Development of Facial Animation Pipeline for Lip Sync and Emotion Based on Voice and Script

Overview

This project focused on automating facial animation for cartoon-style game characters from voice and script inputs. The core challenge was that convincing dialogue animation requires two different signals at once: precise mouth motion for lip sync and broader facial expressions that reflect the emotional tone of the line.

Manual keyframing could achieve this, but it was expensive and difficult to scale across dialogue-heavy content.
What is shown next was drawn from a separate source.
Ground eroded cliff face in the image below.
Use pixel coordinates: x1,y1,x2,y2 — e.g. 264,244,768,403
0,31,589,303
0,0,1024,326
I therefore designed a pipeline that analyzed vocal audio in the spectral domain to drive lip motion and used script-level sentiment cues to modulate facial expressions, producing rig-compatible animation controls automatically.

Approach

The audio branch converted speech into frame-synchronous acoustic features and used a temporal prediction model to estimate blendshape weights corresponding to viseme-related mouth movements over time.

Rather than predicting a full facial mesh directly, the system was designed around the existing facial rig, which made the output easier to integrate into character animation workflows.
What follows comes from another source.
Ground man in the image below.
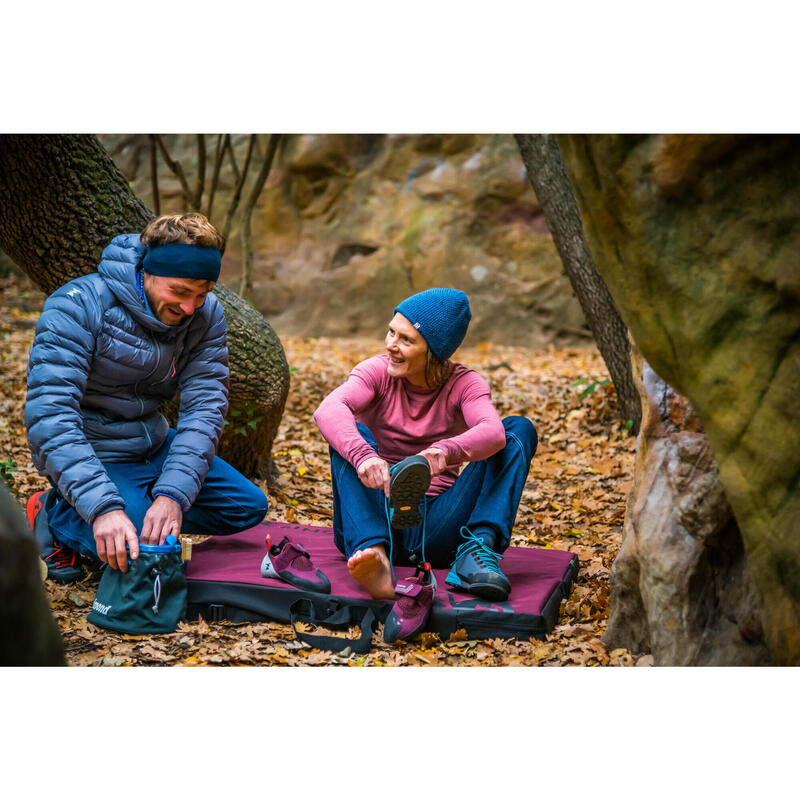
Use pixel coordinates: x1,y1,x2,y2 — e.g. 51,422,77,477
25,213,267,582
In parallel, the text branch analyzed the dialogue script to estimate coarse emotional tone and expression intensity, which was then mapped to upper-face and expression-related controls such as brows, eyes, and cheek movement. The two branches were fused and post-processed with temporal smoothing and rule-based constraints so that the final animation remained stable, readable, and suitable for stylized in-game characters.

Key Contributions

Designed an automated pipeline that generated rig-compatible facial animation controls from both voice and dialogue text.
Built a speech-driven lip-sync stage that mapped spectral and temporal speech features to time-varying blendshape weights for viseme-related mouth motion.
Added a script-based sentiment branch to modulate expression-related facial controls, allowing lip sync and emotional expression to be generated together rather than as separate manual steps.

Outcome

This project reframed facial animation as a multimodal prediction problem rather than a purely manual animation task. The resulting pipeline automated a significant portion of dialogue-driven facial motion generation and provided a practical bridge between speech processing and stylized character animation.

As a pilot production tool, it showed that combining fast audio-driven mouth motion with slower text-guided emotional modulation could produce facial performances that were both more scalable and more expressive than lip sync alone.

Technical Takeaway

Believable facial animation depends on separating fast phoneme-driven mouth motion from slower utterance-level emotional modulation, then recombining them into a temporally stable rig-control signal.